O Globo
O relator da reforma tributária, Celso
Sabino, tem sugerido várias mudanças na proposta da Receita Federal. Sobra
improviso onde deveriam prevalecer técnica e cautela. É um trabalho para
neurocirurgião, não açougueiro.
Uma das propostas é reduzir o imposto de
renda das empresas, o que colocaria o Brasil mais alinhado à experiência
mundial do pós crise global de 2008. Há, porém, muitos fatores que requerem
atenção.
O assunto é complexo. Para começar, a
incidência legal (quem recolhe) de um imposto difere da incidência econômica
(quem é onerado de fato). O imposto de renda corporativo acaba recaindo sobre
indivíduos - acionistas recebendo menos retornos, consumidores pagando preços
mais elevados e trabalhadores recebendo menores salários; ou uma combinação
desses três.
Dependendo das condições e estruturas dos mercados afetados, a redução de alíquotas terá diferentes resultados na economia.
A relação entre tributação corporativa e
crescimento econômico não é clara o suficiente na literatura. O efeito da
mudança de alíquotas pode ser inclusive assimétrico: a alta prejudicar a
economia e o corte se mostrar pouco efetivo para acelerar o crescimento –
especialmente em um país onde falta confiança na ação estatal.
Aparentemente, não haverá compensação plena
à perda de receita do governo, o que é inadequado diante do rombo das contas
públicas, e pode levar à maior alta dos juros pelo Banco Central, devido ao
efeito do risco fiscal sobre a inflação.
O argumento de que as surpresas recentes na
arrecadação dispensam compensações é frágil, pois os ganhos decorrem, em parte,
de fatores transitórios – como a elevada inflação no atacado.

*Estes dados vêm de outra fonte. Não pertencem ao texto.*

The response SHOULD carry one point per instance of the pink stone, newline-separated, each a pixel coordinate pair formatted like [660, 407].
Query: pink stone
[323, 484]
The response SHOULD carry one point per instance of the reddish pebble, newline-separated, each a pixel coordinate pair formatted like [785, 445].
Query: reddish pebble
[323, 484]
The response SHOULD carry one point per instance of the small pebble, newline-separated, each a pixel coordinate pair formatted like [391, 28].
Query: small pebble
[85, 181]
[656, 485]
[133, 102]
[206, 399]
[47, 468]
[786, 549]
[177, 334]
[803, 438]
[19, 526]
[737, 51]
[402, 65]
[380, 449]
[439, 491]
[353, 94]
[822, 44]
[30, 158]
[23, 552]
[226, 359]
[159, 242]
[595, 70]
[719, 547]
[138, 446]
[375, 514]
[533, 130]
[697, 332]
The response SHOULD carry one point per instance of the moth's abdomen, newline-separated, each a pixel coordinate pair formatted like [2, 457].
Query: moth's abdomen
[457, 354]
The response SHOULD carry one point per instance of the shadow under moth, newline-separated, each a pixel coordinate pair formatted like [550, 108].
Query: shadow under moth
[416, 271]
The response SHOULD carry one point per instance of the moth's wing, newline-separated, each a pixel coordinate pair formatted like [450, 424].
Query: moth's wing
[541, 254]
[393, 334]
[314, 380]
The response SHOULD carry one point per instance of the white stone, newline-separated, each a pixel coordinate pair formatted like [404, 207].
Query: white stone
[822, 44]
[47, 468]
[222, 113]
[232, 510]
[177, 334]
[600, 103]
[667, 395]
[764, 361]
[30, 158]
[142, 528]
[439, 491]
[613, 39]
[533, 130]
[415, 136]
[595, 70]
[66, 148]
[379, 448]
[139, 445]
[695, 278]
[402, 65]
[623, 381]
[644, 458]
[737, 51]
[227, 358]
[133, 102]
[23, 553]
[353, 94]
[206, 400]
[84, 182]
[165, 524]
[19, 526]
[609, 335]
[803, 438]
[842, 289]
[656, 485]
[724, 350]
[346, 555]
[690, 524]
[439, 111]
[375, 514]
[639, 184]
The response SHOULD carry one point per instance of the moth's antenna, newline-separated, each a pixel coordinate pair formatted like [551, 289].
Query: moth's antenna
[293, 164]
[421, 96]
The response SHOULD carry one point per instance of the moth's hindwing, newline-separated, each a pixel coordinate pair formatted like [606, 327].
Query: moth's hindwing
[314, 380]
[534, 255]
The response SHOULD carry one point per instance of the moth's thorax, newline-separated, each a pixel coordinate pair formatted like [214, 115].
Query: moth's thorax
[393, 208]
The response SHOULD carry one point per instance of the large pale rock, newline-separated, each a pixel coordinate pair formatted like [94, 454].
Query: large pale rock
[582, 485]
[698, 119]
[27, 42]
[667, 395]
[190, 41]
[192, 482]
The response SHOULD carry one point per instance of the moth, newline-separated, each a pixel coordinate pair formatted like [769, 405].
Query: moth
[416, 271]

Dentre as possíveis medidas compensatórias,
o aumento da tributação de dividendos não parece a mais apropriada. Convém
proceder com cautela.
Desde a década de 1970, os economistas
discutem o impacto desse imposto na economia, sem chegar a um consenso. Na
pesquisa empírica, no entanto, prevalecem as evidências de que prejudica o
investimento produtivo.
Afetaria especialmente pequenos e novos
negócios que dependem de financiamento de terceiros e não conseguem captar no
exterior.
Para muitos, a taxação de dividendos seria
uma questão de justiça social. Ao contrário da intuição, as regras tributárias
têm limitada capacidade para reduzir a desigualdade de renda - é o caso da
tributação de dividendos, especialmente a medida em discussão.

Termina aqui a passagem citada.